I've told the story many times before in this blog, I'm sure, of my redundancy and turn to psychology, and I know I've talked about freelancing and how much I loathed it, so I won't go on and on again here. Suffice it to say that I supported myself through my second degree by freelancing on lots of different magazines and papers and constantly felt as though I was nuturing a very large and very tender stomach ulcer with the gut-wrenching stress of it all.
Since I started my PhD almost a year ago, I've had quite the motley crew of jobs: teaching people how to do basic stats, transcribing interviews, editing essays. My most recent paid job has been taking part in a Clockwork Orange-esque experiment where I have been shut in a tiny, airless room, faced with a screen that flashes up faces which I'm not permitted to look at properly, and pressing buttons to say what mood the face is displaying for hours at a time.
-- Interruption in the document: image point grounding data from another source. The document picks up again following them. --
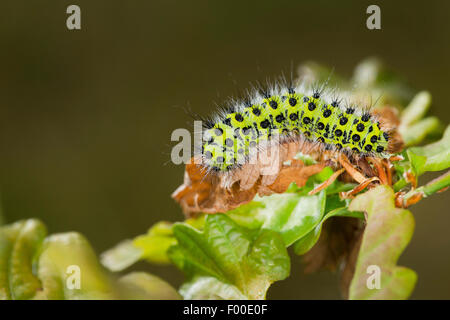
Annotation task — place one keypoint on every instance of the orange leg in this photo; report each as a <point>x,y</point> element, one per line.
<point>355,174</point>
<point>378,164</point>
<point>328,182</point>
<point>358,188</point>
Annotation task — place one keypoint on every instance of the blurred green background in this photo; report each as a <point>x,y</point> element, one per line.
<point>86,116</point>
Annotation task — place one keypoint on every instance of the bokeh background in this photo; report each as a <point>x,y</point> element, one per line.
<point>86,116</point>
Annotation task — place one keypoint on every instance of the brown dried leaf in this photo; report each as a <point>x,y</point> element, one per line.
<point>220,193</point>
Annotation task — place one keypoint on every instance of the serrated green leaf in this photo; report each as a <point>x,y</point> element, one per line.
<point>233,255</point>
<point>210,288</point>
<point>19,243</point>
<point>387,234</point>
<point>63,266</point>
<point>63,258</point>
<point>144,286</point>
<point>304,244</point>
<point>432,157</point>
I'm quite glad that particular job is over.
However, after seven years without a contract, without a monthly wage, I've finally got a real job. A part time one, to be sure, as otherwise I couldn't keep on with my PhD, which I love, but still a real job. I'm going to be counselling at ChildLine (something I've done on a voluntary basis on Thursday mornings for around three years) for three shifts a week. I love it at ChildLine and I can't wait to start and, more so, start getting paid... but I am slightly worried that I'm going to make myself really miserable with trying to juggle work and studying, just as I was really miserable both working and studing throughout my psychology degree. I am hoping not, as I enjoy being at ChildLine a hell of a lot more than I ever enjoyed sub-editing (not hard); but it's a possibility. I guess I can't know until I start. I will report back. Wish me luck.